Brett, Max, and I headed back into Ohio this morning for our next stop on the “Mastodons of Unusual Size” tour; the Boonshoft Museum of Discovery in Dayton.
The most impressive Boonshoft mastodon is a more-or-less complete skull, shown above with Max. This was a young adult animal, perhaps 16-20 years old based on tooth wear. The first and second molars were erupted and functional, but the third molars had not yet erupted (the tooth eruption stage is very close to that of Xena, the Columbian mammoth on exhibit at WSC). This specimen also includes some postcranial bones, including both femora (below is the right one in anterior view):
Below is simultaneously the most intriguing and frustrating specimen we saw today:
This small lower third molar has both the size and proportions we would normally expect to see in a California mastodon. So, is this an Ohio specimen that looks like a Californian one? Maybe not! The Boonshoft has a few specimens acquired nearly 100 years ago from Rancho La Brea. This tooth has black residue on it that looks a lot like Rancho La Brea sediment. But…the specimen has no locality information, so we can’t confirm where it’s from (at least not without some expensive chemical testing)!

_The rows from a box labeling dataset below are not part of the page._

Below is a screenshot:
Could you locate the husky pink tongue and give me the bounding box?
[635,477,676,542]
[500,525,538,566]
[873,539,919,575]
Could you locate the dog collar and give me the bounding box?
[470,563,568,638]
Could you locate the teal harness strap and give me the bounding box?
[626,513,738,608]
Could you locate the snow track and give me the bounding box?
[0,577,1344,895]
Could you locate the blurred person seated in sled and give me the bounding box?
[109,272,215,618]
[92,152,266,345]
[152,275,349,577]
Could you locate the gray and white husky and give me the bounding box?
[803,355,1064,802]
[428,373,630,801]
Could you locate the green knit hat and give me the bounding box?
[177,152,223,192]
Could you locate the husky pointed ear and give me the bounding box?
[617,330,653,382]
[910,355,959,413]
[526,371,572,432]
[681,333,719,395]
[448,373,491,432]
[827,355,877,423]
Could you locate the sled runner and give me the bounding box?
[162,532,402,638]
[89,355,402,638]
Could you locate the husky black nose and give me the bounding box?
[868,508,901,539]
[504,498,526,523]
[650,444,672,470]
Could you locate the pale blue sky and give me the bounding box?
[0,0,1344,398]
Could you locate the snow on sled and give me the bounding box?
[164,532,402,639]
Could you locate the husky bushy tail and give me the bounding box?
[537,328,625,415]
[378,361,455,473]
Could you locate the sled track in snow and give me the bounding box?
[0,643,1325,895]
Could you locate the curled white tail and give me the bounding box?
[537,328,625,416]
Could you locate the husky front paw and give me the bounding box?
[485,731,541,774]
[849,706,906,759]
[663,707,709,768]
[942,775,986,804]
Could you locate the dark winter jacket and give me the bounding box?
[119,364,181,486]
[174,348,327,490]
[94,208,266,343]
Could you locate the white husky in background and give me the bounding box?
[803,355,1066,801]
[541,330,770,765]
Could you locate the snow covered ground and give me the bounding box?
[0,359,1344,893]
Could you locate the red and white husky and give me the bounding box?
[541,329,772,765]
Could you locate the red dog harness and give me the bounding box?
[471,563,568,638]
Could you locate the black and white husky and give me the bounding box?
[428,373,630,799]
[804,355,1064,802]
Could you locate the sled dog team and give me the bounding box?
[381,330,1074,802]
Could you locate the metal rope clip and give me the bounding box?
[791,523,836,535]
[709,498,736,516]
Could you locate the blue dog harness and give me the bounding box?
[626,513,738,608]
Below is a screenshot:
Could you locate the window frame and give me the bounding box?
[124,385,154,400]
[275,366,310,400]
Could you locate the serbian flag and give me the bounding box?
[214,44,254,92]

We examined 17 teeth in the Boonshoft collection, which came from nine individuals; 4 of these teeth didn’t have locality data and probably can’t be included in our study. Most of the specimens are from Ohio, but we also examined a lower jaw from Florida. The addition of a skull with associated femora is significant, and prior to our Cincinnati and Boonshoft visits we had almost no Ohio or Kentucky specimens in our database. Thanks to Boonshoft’s Anthropology Curator Bill Kennedy (below, with Max) for helping us with access to the collections.
Tomorrow “Mastodons of Unusual Size” continues with our next stop.